Black Sabbath didn’t emerge from nowhere. All four members had previously spent a few years kicking around the West Midlands scene in various bands – guitarist Tony Iommi and drummer Bill Ward in blues rockers Mythology, and bassist Geezer Butler and singer Ozzy Osbourne in The Rare Breed.
Both of those bands plied their trade in the pubs and clubs of Birmingham and further afield. And so did Sabbath when they formed in late July or early August of 1968 as The Polka Tulk Blues Band, later renaming themselves Polka Tulk, and later still Earth. Back then, they played such venues as The Crown pub in the centre of Birmingham and Mothers in the suburb of Erdington. But it would be a gig on August 1, 1969 at a blues club in Lichfield, when they were still called Earth, that would change music forever.
The Polka Tulk Blues Band made their first public appearance at the County Ballroom in Carlisle, where Mythology had built up a strong local following. At the time, they were a six piece, with Ozzy, Tony, Geezer and Bill augmented by second guitarist Jim Phillips and saxophone player Alan Clark.
“We went down like The Titanic,” Geezer told Metal Hammer of that first gig. “I was told that I couldn’t play bass properly and that Ozzy was a shit singer. Then we were in a massive brawl while we were loading up the van. So all in all, not a great experience. We decided to become a four piece, rather than a six piece after these gigs. Bill suggested the name Earth.”
The newly slimmed-down and rechristened band’s early setlists consisted entirely of covers. “We were doing 12 bar blues and jazzy songs, which were more just to do stuff to get gigs,” Tony Iommi told Metal Hammer in 2020.”
It was enough to attract the attention of Jim Simpson, a local manager who looked after a handful of Birmingham bands. Simpson had recently started a new blues club, Henry’s Blues House, which took place every Tuesday night at The Crown pub new Birmingham’s New Street Station. Ozzy and Geezer both attended the opening night, which featured local band Bakerloo.
“I got talking to them and found out they played in a band,” Jim Simpson. “They said, ‘Can we play the opening slot.’ They soon became the headliner, one of the biggest attractions we had. And they asked me to manage them, so I said, ‘Yes.’ They were totally serious about it. They’d go anywhere and play anywhere they could.”
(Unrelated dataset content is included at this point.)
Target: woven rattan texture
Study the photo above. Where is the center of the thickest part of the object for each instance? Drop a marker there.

But the four of them knew they could only get so far with a set full of cover versions. They began to start writing songs of their own in the community centre in Aston where they rehearsed. The first song they came up with was the jazzy Wicked World. But it was the second song, written in late July 1969, that would be the game-changer.

“I’d seen King Crimson and they used to do Holst’s Planets Suite, the Mars bit,” Geezer told Metal Hammer. “It sounded really ominous. I started messing about with it on bass one day, and I don’t know if it got stuck in Tony’s head, but he picked up his guitar and started playing the riff. I thought, ‘Yeah, that’s what we want.’ It had a totally different vibe to anything else we were playing at the time, which was blues-orientated. It had no blues overtones.”
On August 1, Earth were due to play a gig at The Old Pokey Hole Blues Club in the town of Lichfield, 18 miles north of Birmingham. It was there that they decided to premiere the unnamed new song they’d written.
Geezer Butler remembered the impact the song had. “People were ordering drinks and stuff, and we thought, ‘Let’s do that song we just wrote,’” he told Metal Hammer. “The whole place went, ‘What on earth is this?!’ It was nuts. The crowd went mental. I thought, ‘Fucking hell, we’re onto something.’”
Ozzy himself had a different slightly different, if hazier recollection. “I don’t remember where we first played Black Sabbath,” the singer wrote in his 2010 autobiography I Am Ozzy, “but I can sure as hell remember the audience’s reaction: all the girls ran out of the venue, screaming. ‘Isn’t the whole point of being in a band to get a shag, not to make chicks run away?’ I complained to the others, afterwards. ‘They’ll get used to it,’ Geezer told me.”
At that point, the song didn’t have a name. But Geezer remembered his older brother telling him about a horror movie he’d seen a few years earlier, starring Boris Karloff. Its title? Black Sabbath. It wasn’t just perfect for such a terrifying piece of music, it was perfect for Earth themselves.
By the time they played their next gig, at the Star Club in Hamburg on August 10, they had changed their name to Black Sabbath. The starting pistol had been fired on heavy metal.